W1: Enhancing the clarity and coherence of the writing, particularly in the methods section, would significantly improve its readability and impact.
Thank you for your feedback. We have revised the methods section to enhance its clarity and coherence, improving readability and impact. Please refer to Approach Section of Page 3-5.
W2: The titles of Tables 1 and 2 are identical, which may easily confuse readers and hinder their understanding of the experiments.
Thank you for pointing this out. We rewrite the captions of Table 1 and Table 2 so that readers can distinguish them and improve readability. Please refer to Table 1 of Page 6 and Table 2 of Page 7.
Q2: I did not find any ablation experiments addressing the role of image-text augmentation and optimal transport theory in OT-attack.
Thank you for pointing this out. We conduct an ablation study of the proposed OT-Attack. ALBEF is used as the source model. The study compares three settings: removing the optimal transport mechanism (OT-Attack w/o OT), removing data augmentation strategies (OT-Attack w/o Augmentation), and the complete method (OT-Attack). The results are shown in the following table. The results show that removing OT or augmentation can reduce the adversarial transferability. Notably, the complete OT-Attack achieves the best adversarial transferability, highlighting the critical role of optimal transport and data augmentation in the proposed OT-Attack. Please refer to Appendix K for more details.
| Models | ALBEF (TR R@1) | ALBEF (IR R@1) | TCL (TR R@1) | TCL (IR R@1) | CLIP_VIT (TR R@1) | CLIP_VIT (IR R@1) | CLIP_CNN (TR R@1) | CLIP_CNN (IR R@1) |
|---|---|---|---|---|---|---|---|---|
| OT-Attack w/o OT | 97.2 | 97.3 | 45.4 | 55.3 | 33.4 | 44.2 | 34.9 | 46.6 |
| OT-Attack w/o Augmentation | 97.2 | 96.9 | 46.3 | 55.2 | 33.4 | 44.1 | 39.3 | 51.2 |
| OT-Attack | 95.9 | 95.9 | 52.4 | 61.1 | 34.9 | 47.1 | 42.3 | 53.0 |
Q3: I recommend providing a theoretical explanation and further experimental analysis to support this assertion.

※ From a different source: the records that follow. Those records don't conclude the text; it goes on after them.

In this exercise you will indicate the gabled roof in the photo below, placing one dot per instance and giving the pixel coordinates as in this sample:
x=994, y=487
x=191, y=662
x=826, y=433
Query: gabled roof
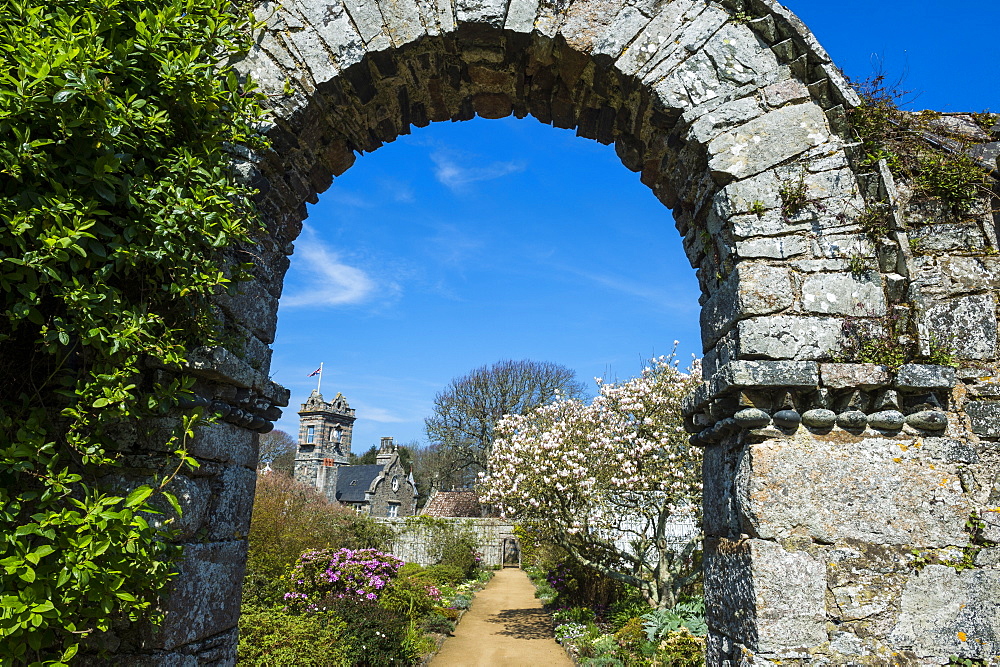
x=453, y=503
x=354, y=481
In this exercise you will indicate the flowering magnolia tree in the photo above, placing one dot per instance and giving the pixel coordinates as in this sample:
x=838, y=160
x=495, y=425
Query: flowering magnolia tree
x=338, y=573
x=614, y=482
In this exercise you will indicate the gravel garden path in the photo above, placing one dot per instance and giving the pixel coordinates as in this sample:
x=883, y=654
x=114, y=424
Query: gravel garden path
x=506, y=627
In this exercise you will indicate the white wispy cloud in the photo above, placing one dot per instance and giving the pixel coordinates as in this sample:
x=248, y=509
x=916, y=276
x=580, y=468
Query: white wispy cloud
x=324, y=279
x=665, y=298
x=377, y=414
x=456, y=176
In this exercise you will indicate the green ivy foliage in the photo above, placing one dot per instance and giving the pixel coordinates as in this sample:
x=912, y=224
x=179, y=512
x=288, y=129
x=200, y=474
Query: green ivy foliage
x=117, y=202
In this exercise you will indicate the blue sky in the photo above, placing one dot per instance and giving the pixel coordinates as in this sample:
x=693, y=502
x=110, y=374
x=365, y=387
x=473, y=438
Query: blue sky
x=466, y=243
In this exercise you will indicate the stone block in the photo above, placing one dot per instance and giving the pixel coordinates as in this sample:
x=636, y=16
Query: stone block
x=763, y=596
x=968, y=325
x=232, y=504
x=225, y=443
x=713, y=123
x=781, y=93
x=253, y=307
x=985, y=418
x=844, y=294
x=844, y=376
x=204, y=599
x=749, y=374
x=768, y=140
x=874, y=490
x=924, y=376
x=367, y=17
x=945, y=612
x=947, y=237
x=490, y=12
x=740, y=197
x=789, y=337
x=780, y=247
x=402, y=19
x=752, y=289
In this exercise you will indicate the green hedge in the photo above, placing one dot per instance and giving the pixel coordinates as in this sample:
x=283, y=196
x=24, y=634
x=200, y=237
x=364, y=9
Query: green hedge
x=116, y=200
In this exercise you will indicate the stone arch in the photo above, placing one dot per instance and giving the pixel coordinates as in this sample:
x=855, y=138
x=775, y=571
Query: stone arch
x=737, y=120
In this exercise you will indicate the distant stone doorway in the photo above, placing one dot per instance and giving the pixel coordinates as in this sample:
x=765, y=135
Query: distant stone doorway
x=511, y=552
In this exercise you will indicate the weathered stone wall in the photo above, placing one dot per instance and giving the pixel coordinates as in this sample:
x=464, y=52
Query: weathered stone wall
x=821, y=479
x=418, y=543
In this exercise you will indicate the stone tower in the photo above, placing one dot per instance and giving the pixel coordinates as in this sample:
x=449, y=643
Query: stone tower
x=324, y=441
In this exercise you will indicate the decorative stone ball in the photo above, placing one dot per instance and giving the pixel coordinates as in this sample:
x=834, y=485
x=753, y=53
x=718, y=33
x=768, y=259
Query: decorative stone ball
x=852, y=420
x=819, y=418
x=192, y=401
x=928, y=420
x=709, y=435
x=787, y=419
x=887, y=420
x=727, y=425
x=220, y=408
x=752, y=418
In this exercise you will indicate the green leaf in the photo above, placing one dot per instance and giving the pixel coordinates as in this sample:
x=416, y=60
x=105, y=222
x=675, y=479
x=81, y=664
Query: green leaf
x=138, y=496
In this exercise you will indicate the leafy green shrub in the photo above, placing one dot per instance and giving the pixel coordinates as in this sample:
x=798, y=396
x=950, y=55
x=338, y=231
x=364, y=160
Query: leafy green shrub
x=410, y=596
x=442, y=574
x=411, y=569
x=378, y=636
x=271, y=637
x=574, y=615
x=438, y=623
x=448, y=613
x=631, y=635
x=690, y=614
x=290, y=518
x=460, y=602
x=117, y=122
x=627, y=607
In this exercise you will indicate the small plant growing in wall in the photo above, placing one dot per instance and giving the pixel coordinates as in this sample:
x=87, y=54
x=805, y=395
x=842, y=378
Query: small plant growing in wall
x=898, y=137
x=795, y=198
x=876, y=221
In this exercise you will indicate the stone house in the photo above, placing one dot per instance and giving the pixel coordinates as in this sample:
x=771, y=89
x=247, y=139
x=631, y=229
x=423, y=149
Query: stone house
x=382, y=489
x=453, y=504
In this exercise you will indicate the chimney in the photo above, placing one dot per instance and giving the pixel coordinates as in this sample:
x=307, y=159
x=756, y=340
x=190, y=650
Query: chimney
x=385, y=451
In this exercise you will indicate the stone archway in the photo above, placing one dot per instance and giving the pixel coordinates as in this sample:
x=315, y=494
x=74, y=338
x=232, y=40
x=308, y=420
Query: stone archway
x=737, y=120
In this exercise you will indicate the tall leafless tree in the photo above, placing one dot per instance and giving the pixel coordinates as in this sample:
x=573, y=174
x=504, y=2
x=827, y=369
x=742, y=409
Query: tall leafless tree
x=466, y=411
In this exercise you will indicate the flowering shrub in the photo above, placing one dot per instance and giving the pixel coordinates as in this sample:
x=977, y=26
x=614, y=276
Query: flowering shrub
x=568, y=632
x=609, y=480
x=342, y=573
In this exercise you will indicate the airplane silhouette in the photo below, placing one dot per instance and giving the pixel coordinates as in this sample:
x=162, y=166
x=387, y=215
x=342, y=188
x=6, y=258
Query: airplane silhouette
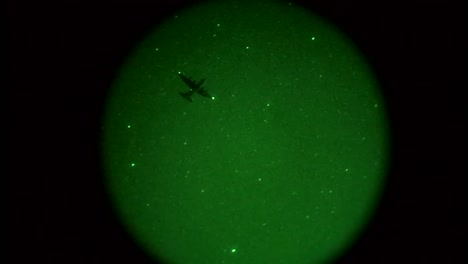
x=195, y=87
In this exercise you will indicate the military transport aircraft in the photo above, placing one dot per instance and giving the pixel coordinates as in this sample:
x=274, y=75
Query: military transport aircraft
x=195, y=87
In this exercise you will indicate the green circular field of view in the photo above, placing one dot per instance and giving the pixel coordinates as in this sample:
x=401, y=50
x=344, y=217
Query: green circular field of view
x=245, y=132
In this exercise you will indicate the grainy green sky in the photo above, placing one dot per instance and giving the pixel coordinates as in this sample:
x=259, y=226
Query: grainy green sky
x=285, y=165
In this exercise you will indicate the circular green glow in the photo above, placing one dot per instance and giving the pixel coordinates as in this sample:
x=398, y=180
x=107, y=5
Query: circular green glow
x=290, y=156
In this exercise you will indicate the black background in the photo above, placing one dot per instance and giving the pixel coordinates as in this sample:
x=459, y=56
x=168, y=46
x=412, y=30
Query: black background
x=61, y=58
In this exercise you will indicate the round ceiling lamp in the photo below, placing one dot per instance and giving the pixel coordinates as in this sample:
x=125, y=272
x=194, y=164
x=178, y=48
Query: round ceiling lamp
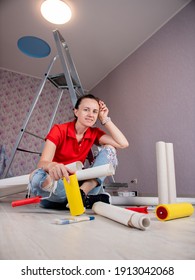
x=56, y=11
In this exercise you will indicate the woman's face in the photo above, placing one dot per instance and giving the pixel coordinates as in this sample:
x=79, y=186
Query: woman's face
x=87, y=112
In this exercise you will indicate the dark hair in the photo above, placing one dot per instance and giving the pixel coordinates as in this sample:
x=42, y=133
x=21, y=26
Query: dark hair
x=90, y=96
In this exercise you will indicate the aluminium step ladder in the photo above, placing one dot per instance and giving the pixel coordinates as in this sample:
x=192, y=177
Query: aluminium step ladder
x=68, y=80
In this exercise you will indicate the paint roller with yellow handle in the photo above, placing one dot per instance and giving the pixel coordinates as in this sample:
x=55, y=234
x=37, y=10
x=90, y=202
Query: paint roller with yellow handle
x=73, y=194
x=165, y=212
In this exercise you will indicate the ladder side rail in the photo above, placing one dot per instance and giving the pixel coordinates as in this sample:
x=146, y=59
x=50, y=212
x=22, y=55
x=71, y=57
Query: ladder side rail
x=74, y=72
x=55, y=110
x=22, y=131
x=71, y=89
x=53, y=116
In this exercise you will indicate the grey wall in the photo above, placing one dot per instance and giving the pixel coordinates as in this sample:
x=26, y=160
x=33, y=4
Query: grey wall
x=151, y=97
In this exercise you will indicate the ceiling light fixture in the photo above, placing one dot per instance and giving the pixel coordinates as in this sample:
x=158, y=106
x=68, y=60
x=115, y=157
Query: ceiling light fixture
x=56, y=11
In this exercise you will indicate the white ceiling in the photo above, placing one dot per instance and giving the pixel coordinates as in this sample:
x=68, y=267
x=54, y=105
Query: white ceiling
x=100, y=35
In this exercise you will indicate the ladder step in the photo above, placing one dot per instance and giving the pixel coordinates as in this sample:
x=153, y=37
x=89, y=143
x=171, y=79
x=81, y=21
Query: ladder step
x=35, y=135
x=60, y=81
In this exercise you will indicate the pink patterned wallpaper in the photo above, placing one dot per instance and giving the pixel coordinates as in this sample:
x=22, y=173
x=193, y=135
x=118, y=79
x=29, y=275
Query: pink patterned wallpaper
x=17, y=93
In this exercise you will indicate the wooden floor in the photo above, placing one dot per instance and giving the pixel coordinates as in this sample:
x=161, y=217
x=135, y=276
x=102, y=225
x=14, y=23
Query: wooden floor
x=29, y=233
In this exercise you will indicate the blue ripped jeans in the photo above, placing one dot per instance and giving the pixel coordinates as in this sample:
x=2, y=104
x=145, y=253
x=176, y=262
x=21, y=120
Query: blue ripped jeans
x=57, y=199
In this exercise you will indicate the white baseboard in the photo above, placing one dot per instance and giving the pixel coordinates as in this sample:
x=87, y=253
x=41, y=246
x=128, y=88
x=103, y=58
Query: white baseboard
x=148, y=201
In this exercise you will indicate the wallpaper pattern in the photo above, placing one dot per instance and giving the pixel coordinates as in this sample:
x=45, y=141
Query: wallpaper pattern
x=17, y=93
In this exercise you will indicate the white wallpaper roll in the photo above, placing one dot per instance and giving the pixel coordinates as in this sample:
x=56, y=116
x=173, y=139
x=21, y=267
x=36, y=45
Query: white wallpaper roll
x=121, y=215
x=95, y=172
x=74, y=166
x=162, y=172
x=8, y=185
x=171, y=173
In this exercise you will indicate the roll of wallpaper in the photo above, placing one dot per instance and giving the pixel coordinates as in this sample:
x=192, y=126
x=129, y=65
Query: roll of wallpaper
x=171, y=173
x=162, y=172
x=74, y=196
x=121, y=215
x=74, y=166
x=165, y=212
x=18, y=184
x=95, y=172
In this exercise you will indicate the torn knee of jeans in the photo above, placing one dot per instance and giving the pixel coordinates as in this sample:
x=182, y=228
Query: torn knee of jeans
x=111, y=155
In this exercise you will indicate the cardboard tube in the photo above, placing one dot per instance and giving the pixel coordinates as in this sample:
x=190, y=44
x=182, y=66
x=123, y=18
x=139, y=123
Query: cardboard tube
x=165, y=212
x=162, y=172
x=74, y=196
x=171, y=173
x=95, y=172
x=18, y=184
x=121, y=215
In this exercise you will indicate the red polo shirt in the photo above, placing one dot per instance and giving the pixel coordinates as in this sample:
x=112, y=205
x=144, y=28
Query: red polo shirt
x=67, y=147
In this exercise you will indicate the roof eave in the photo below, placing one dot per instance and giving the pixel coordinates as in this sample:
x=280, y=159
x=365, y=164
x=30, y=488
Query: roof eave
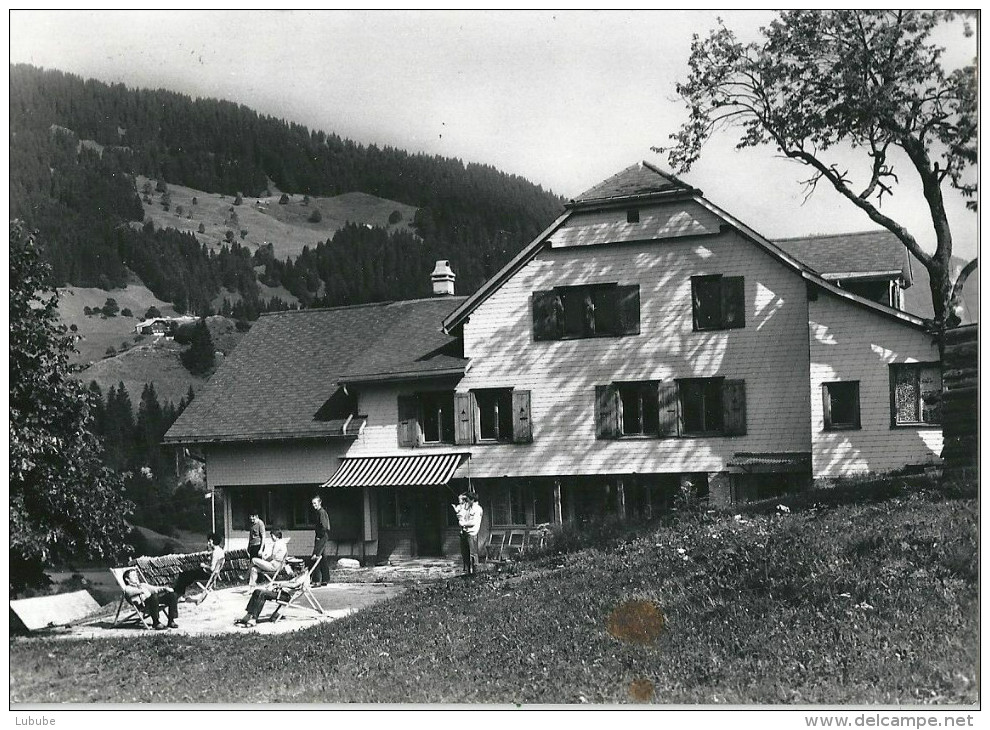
x=620, y=200
x=459, y=315
x=359, y=378
x=867, y=303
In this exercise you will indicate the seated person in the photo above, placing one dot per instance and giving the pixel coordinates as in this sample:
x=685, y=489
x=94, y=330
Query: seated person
x=283, y=591
x=269, y=563
x=148, y=599
x=205, y=570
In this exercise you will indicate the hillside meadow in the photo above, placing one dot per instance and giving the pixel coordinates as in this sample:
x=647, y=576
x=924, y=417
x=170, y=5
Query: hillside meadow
x=863, y=603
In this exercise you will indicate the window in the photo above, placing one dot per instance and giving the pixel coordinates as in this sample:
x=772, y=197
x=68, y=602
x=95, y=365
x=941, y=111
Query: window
x=640, y=409
x=594, y=310
x=426, y=418
x=718, y=302
x=492, y=416
x=508, y=505
x=394, y=508
x=841, y=402
x=701, y=405
x=915, y=394
x=494, y=412
x=672, y=408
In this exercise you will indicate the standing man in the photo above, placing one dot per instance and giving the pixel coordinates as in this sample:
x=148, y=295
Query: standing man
x=217, y=555
x=322, y=545
x=256, y=536
x=469, y=514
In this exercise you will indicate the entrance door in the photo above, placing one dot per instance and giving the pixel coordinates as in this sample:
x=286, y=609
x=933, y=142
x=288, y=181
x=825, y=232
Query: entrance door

Thank you for your feedback. Overfitting adversarial examples (AEs) to the source model can significantly reduce the attack transferability. To quantify the risk of overfitting, we leverage the PAC-Bayes theorem to measure the information stored in the network's weights (IIW), a promising indicator of generalization ability. Lower IIW values indicate reduced overfitting risks. For each AE generated by SGA or our method during optimization iterations, we compute its IIWs by feeding it into four VLMs. We evaluate the IIWs of 1,000 AEs throughout the optimization process and present the averaged results in (Page 19). During optimization, the IIW of AEs from the SOTA baseline (SGA) initially decreases but then sharply rises. In contrast, our method maintains consistently low IIW values for generated AEs, effectively mitigating overfitting risks. Consequently, our method enhances attack transferability. Please refer to Appendix H for more details.
Dear Reviewer vFsY,
Thank you once again for taking the time to review our paper. We deeply value your insightful comments and are sincerely grateful for your efforts.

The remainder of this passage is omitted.